Khodaidad, who like many Afghans goes by one name, said Qaderi did a "wonderful job" in the north, where cultivation is expected to drop, but said "we have some problems" in the south, where violence has spiked this year.

The U.S. has proposed spraying the crops with herbicide as it does with coca plants in Colombia, where the current U.S. ambassador to Afghanistan, William Wood, previously served.

Britain, whose troops are in charge of Helmand province, the world's largest poppy growing region, has said it would support limited spraying.

Gen. Dan McNeill, the top general in charge of NATO-led troops here, has said he expects Western soldiers to step up efforts to combat the drug trade, though they would not be involved in manual eradication of poppy fields that Afghan officials now carry out with the help of Western advisers.

Taliban fighters are believed to tax and protect poppy farmers and drug runners.

A battle in southern Helmand province left 10 Taliban dead Saturday after ground fighting and airstrikes, said Mohammad Hussein, the provincial police chief. He said there were no casualties among NATO or Afghan forces.
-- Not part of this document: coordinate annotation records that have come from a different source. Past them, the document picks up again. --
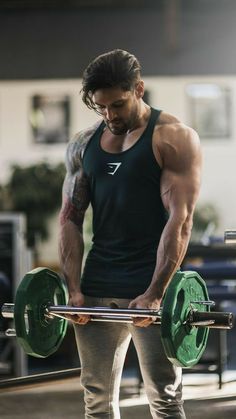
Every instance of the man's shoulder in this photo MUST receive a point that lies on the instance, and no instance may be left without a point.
(82, 137)
(77, 146)
(171, 127)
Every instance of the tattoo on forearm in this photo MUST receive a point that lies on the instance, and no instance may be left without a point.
(70, 212)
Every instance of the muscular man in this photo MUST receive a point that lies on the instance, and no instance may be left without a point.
(140, 170)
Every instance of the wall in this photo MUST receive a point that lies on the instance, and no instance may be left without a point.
(59, 43)
(168, 93)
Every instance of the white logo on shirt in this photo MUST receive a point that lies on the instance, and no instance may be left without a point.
(114, 167)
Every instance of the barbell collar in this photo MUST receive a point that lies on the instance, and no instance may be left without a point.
(8, 310)
(217, 320)
(230, 237)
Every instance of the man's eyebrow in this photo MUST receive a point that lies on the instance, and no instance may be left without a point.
(113, 103)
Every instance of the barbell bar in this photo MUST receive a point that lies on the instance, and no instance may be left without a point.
(185, 318)
(215, 320)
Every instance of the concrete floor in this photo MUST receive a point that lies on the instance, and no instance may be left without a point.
(203, 400)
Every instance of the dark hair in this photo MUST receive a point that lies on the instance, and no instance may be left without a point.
(117, 68)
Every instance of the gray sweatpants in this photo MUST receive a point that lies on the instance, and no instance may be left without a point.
(102, 349)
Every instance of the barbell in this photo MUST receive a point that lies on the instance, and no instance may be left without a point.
(185, 318)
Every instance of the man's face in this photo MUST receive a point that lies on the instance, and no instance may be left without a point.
(119, 108)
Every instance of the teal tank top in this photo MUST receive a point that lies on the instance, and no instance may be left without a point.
(128, 216)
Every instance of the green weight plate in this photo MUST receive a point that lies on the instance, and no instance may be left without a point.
(183, 344)
(38, 335)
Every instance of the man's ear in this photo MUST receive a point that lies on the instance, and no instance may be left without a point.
(139, 89)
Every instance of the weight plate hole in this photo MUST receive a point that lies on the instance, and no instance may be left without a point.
(178, 307)
(26, 318)
(200, 336)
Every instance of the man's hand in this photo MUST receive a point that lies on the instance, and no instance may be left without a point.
(77, 300)
(147, 302)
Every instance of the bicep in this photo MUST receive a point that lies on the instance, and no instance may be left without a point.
(75, 200)
(76, 195)
(181, 178)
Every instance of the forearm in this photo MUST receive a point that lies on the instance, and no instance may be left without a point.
(71, 249)
(170, 253)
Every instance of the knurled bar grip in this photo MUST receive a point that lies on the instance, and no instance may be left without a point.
(230, 236)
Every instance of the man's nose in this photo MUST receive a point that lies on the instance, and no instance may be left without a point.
(110, 114)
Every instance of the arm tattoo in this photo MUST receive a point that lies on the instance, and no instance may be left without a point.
(76, 189)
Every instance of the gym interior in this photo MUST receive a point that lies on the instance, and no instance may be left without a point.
(186, 49)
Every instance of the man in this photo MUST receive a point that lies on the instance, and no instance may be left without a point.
(140, 170)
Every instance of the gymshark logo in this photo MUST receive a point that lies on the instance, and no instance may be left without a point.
(114, 167)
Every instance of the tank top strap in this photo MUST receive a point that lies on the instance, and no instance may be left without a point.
(155, 113)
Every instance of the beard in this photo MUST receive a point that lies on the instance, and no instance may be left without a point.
(120, 126)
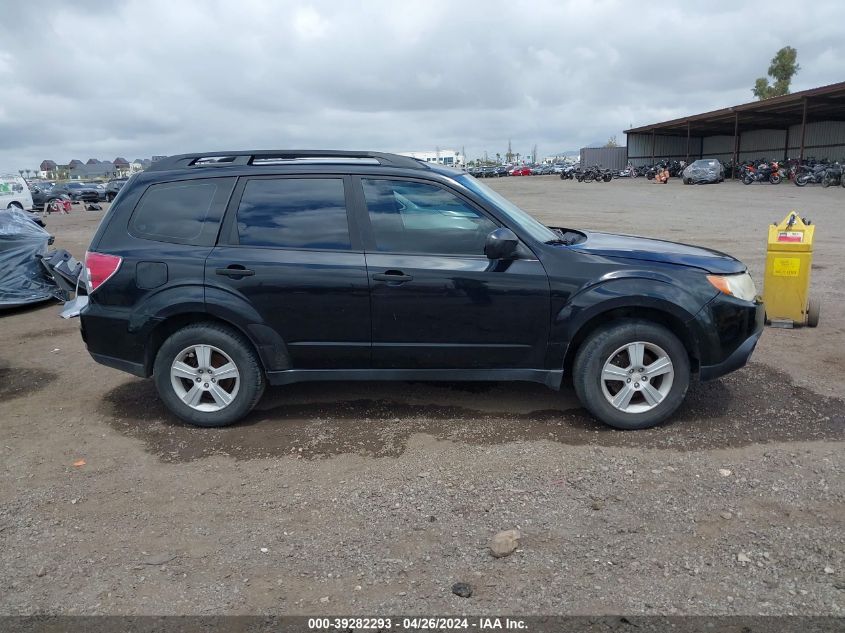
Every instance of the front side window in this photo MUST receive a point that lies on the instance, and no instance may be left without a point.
(414, 217)
(294, 213)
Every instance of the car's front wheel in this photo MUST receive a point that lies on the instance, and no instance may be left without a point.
(631, 374)
(208, 374)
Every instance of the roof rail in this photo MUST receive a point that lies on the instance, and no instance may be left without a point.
(282, 156)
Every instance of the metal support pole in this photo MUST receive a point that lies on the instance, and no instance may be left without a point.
(652, 147)
(736, 144)
(786, 147)
(803, 130)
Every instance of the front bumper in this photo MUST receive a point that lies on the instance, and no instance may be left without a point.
(732, 328)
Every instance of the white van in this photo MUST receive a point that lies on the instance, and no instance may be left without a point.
(14, 192)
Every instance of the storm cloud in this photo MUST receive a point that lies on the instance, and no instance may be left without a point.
(144, 77)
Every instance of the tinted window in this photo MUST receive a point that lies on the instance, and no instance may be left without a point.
(413, 217)
(294, 213)
(184, 212)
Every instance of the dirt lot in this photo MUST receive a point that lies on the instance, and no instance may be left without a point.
(375, 499)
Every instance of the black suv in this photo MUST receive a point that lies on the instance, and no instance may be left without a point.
(217, 274)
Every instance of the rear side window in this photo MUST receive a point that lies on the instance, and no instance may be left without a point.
(182, 212)
(294, 213)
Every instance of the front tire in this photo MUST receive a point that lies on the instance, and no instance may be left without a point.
(631, 374)
(208, 375)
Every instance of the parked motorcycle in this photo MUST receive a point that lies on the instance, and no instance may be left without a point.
(832, 175)
(807, 174)
(764, 172)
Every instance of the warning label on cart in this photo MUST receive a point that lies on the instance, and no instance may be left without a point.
(790, 236)
(786, 266)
Also in Helmand, an Afghan in charge of government construction projects and his son were gunned down by men on motorbikes, Hussein said.

In Kandahar province, Taliban fighters ambushed Afghan police on a patrol, and 15 police were wounded, the Interior Ministry said.

In neighboring Zabul province, militants attacked a police patrol vehicle in the district of Arghandab, and the ensuing 20-minute clash left one Taliban dead and two wounded, said district chief Fazel Bari. A policeman was also wounded, he said.

Insurgents took Mullah Ahmed Akhunzada, the director of a provincial clerics council, from his home and killed him Saturday night in Tirin Kot, said Uruzgan provincial police chief Gen. Qasim Khan.

Mullah Obaidullah, the Taliban's regional commander from Uruzgan, claimed responsibility for the incident in a call to The Associated Press and said Akhunzada was killed because he supported the Afghan government.

More than 3,100 people, mostly militants, have been killed in insurgency-related violence this year, according to an Associated Press count based on numbers from Western and Afghan officials.